Parsing GeoJSON format in Sql Server 2016

Parsing GeoJSON format in Sql Server 2016

GeoJSON is commonly used format for representing various geo-objects such as lines, polygons, etc. Sql Server 2016 enables you to parse GeoJson format using OPENJSON function. GeoJSON format is described here. In this post we will see how you can parse various types of GeoJSON objects and extract their coordinates. GeoJSON types that will be described here are:

  • Line strings
  • Polygons
  • Multi polygons

Goal of this post is not only to show how to parse GeoJSON, but also to see how you can parse some real-world nested JSON structures.

LineString

Line strings are represented as an array of 2D coordinates. Each coordinate is represented as a two-number array, as it is shown in the following example:

Linestring
{ "type": "LineString", 
    "coordinates": [
        [30, 10], [10, 30], [40, 40]
    ]
}

 

We can seek into the array of coordinates (on path $.coordinates), and return (x,y) pairs of each point:

declare @linestring nvarchar(max) =
N'{ "type": "LineString",
    "coordinates": [
        [30, 10], [10, 30], [40, 40]
    ]
}'

SELECT x, y
FROM OPENJSON(@linestring, '$.coordinates')
              WITH (x int '$[0]', y int '$[1]')

 

In order to fetch coordinates of points you should take elements 0 and 1 from the array using paths $[0] and $[1]. In this example we are converting coordinates to int type. Results are shown in the following table:

x y
30 10
10 30
40 40

Polygons

Polygon represents a set of independent line strings. In the simplest case we can have only one line string in the set:

Polygon
{ "type": "Polygon", 
    "coordinates": [
        [[30, 10], [40, 40], [20, 40], [10, 20], [30, 10]]
    ]
}

Format is same as in the line string; however, in polygons we assume that first and last points are the same. OPENJSON enables you to find coordinates of points that belong to polygon. In this case, we will reference first element in the $.coordinates array (i.e. $.coordinates[0]) and open all (x,y) points in this array:

declare @polygon nvarchar(max) =
N'{ "type": "Polygon",
    "coordinates": [
        [[30, 10], [40, 40], [20, 40], [10, 20], [30, 10]]
    ]
}'

SELECT x, y
FROM OPENJSON(@polygon, '$.coordinates[0]')
              WITH (x int '$[0]', y int '$[1]')
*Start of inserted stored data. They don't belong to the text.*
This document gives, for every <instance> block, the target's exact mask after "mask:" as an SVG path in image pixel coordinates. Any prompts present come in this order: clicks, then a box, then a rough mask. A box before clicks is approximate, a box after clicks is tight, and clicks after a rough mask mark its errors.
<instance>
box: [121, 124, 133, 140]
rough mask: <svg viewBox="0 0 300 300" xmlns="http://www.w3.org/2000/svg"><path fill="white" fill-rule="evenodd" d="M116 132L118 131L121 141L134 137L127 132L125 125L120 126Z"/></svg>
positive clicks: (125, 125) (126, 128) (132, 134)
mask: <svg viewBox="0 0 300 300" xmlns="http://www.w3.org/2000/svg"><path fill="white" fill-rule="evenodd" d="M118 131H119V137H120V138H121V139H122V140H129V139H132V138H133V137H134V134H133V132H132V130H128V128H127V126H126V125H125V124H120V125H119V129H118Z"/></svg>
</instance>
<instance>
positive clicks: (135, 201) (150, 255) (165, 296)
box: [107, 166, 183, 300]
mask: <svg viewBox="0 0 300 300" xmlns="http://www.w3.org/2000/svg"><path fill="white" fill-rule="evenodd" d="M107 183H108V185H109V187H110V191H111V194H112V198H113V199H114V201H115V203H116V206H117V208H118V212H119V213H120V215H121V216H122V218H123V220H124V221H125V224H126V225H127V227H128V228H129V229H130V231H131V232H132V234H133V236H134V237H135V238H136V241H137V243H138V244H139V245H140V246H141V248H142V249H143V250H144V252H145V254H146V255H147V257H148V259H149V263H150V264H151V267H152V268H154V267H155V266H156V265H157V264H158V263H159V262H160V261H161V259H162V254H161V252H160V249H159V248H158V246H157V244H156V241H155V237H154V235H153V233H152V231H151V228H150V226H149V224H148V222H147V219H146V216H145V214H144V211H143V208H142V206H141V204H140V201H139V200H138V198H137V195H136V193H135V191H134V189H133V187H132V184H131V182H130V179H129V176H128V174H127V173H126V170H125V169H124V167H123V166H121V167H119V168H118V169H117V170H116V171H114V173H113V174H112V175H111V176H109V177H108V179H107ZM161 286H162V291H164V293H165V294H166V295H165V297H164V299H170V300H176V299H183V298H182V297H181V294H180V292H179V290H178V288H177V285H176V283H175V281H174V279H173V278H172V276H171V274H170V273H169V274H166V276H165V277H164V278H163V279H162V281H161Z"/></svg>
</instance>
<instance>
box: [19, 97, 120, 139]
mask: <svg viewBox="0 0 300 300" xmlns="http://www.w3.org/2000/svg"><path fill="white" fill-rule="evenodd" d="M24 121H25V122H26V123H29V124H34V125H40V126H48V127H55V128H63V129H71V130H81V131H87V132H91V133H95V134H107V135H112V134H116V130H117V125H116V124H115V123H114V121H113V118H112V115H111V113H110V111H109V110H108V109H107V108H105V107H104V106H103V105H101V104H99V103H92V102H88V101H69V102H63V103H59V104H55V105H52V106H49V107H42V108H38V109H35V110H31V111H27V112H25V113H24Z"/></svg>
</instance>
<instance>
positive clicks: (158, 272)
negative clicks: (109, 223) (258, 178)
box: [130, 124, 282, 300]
Results are shown in the following table:

x y
30 10
40 40
20 40
10 20
30 10

Polygon can also have more than one line string (each line string is represented with a separate line string in the $.coordinates array):

Polygon with hole
{ "type": "Polygon", 
    "coordinates": [
        [[35, 10], [45, 45], [15, 40], [10, 20], [35, 10]], 
        [[20, 30], [35, 35], [30, 20], [20, 30]]
    ]
}

 

In this case we need to open json in two steps:

1. First we are going to open an array of line strings on the $.coordinates path and return array of coordinates belonging to each line string. Key column contains an index of the line string.

 

declare @polygon nvarchar(max) =
N'{ "type": "Polygon",
    "coordinates": [
        [[35, 10], [45, 45], [15, 40], [10, 20], [35, 10]],
        [[20, 30], [35, 35], [30, 20], [20, 30]]
    ]
}'

SELECT line.[key] as line_number, line.value
FROM OPENJSON(@polygon, '$.coordinates') line

 

Results are shown in the following table:

 line_number   value
 0  [[35, 10], [45, 45], [15, 40], [10, 20], [35, 10]] 
 1  [[20, 30], [35, 35], [30, 20], [20, 30]]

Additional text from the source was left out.